Macdonough was born on November 20, 1820, at Middletown in Middlesex County, Connecticut, and was named after his father's friend, Caesar Augustus Rodney. (Note: Caesar Augustus Rodney was a lawyer from Wilmington who was a U.S. Representative, U.S. Senator, U.S. Attorney General, and U.S. Minister to Argentina.) He was the seventh of ten children born to Commander Thomas Macdonough (1783–1825) and Lucy Anne (née Shaler) Macdonough, who were wed on December 12, 1812. His father was known for his role in the Barbary War and the War of 1812 where he was commanded the United States Navy, and was hailed as the hero of the Battle of Lake Champlain. Among his siblings was Thomas, who died young; Dr. James E. F., who died unmarried; Mary, who died young; Charles Shaler and William, twins; Thomas; Frances, who died young; and Charlotte.

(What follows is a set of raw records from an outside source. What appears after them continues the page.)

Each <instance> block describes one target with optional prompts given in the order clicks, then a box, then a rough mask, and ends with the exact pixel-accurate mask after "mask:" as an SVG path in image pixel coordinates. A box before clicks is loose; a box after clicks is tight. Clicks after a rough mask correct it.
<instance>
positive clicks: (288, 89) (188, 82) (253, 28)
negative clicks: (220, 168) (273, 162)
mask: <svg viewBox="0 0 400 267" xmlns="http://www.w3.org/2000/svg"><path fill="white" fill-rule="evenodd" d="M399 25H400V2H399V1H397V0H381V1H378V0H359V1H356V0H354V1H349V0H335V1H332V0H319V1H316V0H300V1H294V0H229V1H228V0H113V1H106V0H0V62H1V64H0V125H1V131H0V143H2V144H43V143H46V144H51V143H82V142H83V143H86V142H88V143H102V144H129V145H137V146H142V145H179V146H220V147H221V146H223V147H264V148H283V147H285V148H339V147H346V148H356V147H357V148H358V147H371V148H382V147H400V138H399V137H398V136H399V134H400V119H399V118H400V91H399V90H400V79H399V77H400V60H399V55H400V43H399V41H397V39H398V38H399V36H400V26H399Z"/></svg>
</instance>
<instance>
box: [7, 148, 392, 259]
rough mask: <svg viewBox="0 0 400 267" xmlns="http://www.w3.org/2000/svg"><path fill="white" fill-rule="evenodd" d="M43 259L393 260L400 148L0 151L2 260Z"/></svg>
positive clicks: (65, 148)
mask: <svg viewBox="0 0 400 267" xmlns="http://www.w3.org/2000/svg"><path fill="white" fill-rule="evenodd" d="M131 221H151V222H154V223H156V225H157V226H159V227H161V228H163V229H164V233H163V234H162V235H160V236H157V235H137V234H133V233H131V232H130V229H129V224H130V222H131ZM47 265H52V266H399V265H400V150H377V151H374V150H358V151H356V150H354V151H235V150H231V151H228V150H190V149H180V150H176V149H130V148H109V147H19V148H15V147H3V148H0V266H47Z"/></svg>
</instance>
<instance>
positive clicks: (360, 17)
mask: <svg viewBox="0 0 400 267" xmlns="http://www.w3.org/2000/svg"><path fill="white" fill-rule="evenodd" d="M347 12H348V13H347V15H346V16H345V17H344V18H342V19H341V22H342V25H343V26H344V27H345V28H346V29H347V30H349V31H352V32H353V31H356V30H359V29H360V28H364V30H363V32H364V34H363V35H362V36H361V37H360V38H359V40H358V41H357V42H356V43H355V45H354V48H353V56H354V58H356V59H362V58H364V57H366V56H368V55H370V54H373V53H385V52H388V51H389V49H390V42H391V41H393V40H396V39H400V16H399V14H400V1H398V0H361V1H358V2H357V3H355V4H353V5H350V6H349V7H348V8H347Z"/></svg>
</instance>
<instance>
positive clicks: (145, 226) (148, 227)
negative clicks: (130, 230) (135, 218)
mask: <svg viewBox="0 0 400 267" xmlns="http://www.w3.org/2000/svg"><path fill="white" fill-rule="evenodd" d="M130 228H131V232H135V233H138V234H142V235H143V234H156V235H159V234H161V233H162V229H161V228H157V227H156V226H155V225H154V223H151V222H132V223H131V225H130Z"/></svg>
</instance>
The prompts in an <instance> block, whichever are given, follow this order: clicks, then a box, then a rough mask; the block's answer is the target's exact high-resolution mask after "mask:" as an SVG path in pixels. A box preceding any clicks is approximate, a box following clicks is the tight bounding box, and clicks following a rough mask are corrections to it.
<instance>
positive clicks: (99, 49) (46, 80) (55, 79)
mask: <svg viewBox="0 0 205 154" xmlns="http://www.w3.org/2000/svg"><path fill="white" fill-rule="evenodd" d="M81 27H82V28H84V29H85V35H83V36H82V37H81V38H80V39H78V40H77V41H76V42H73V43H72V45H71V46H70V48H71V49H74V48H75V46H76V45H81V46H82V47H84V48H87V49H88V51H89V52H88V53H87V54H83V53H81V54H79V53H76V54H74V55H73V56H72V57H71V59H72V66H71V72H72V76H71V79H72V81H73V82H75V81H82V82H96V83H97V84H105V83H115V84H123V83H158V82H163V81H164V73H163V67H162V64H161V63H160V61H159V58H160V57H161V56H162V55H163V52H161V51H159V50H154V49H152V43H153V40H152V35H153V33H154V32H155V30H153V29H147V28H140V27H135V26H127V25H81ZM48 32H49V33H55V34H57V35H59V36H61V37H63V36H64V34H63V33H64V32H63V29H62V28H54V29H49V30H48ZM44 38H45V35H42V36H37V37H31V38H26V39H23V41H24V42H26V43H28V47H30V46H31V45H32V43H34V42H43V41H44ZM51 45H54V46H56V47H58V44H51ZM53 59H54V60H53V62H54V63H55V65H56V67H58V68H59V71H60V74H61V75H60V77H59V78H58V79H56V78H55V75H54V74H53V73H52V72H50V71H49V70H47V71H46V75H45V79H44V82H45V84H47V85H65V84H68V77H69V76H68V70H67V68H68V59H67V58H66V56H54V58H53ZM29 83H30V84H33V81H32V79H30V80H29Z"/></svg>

His paternal grandfather was Thomas Macdonough Sr., a Revolutionary War officer who lived near Middletown, Delaware. Her maternal grandparents were Nathaniel Mould Shaler and Lucretia Ann (née Denning) Shaler (herself the daughter of U.S. Representative William Denning and sister-in-law of William Alexander Duer).

Macdonough was educated in Utica, New York, before attending Yale University, where he graduated in 1839. He was a student of law at Harvard Law School in 1842.

==Career==
After being admitted to the bar, he practiced law in St. Louis, Missouri, from 1842 to 1848. Shortly before his wife died, they moved to New York City where he continued to practice law until 1873. MacDonough was recording secretary of the New York City Bar Association from 1870 to 1874. After leaving the bar, he served on the board of the New York, Lake Erie and Western Railroad Company for twenty-five years including as Secretary after its reorganization under president Hugh J. Jewett and serving until 1896.

Beginning with his election at the age of thirty-one on November 6, 1852, Macdonough was a member of the Century Association in New York for fifty-five years. In 1875, he became the 22nd President of the Saint Nicholas Society of the City of New York, a charitable organization in New York City of men who are descended from early inhabitants of the State of New York.

==Personal life==
On June 10, 1846, Macdonough was married to Frances Brenton McVickar, who died less than seven months later on December 6, 1846.

Macdonough was also interested in literature and was considered a "master of classical and modern languages." He was also an accomplished author and poet, who wrote, A Magdalen of the Dresden Gallery, and edited a daily newspaper titled The Spirit of the Fair, which ran from April 5, 1864, to April 23, 1864.

By 1853, he owned the painting of his father by Gilbert Stuart (c. 1815), from his brother Charles Shaler MacDonough, which he lent it to the Washington Exhibition in New York. After his death, Augustus bequeathed the painting to his nephew, Rodney MacDonough, who left it to his children and was eventually owned by Andrew W. Mellon and is today part of the National Gallery of Art in Washington, D.C.

Macdonough died on July 21, 1907, at his home, 353 West 57th Street in New York City. After a funeral at the Indian Hill Chapel conducted by Rev. H. B. Vanderbogart of the Berkeley Divinity School, he was buried at Indian Hill Cemetery in Middletown.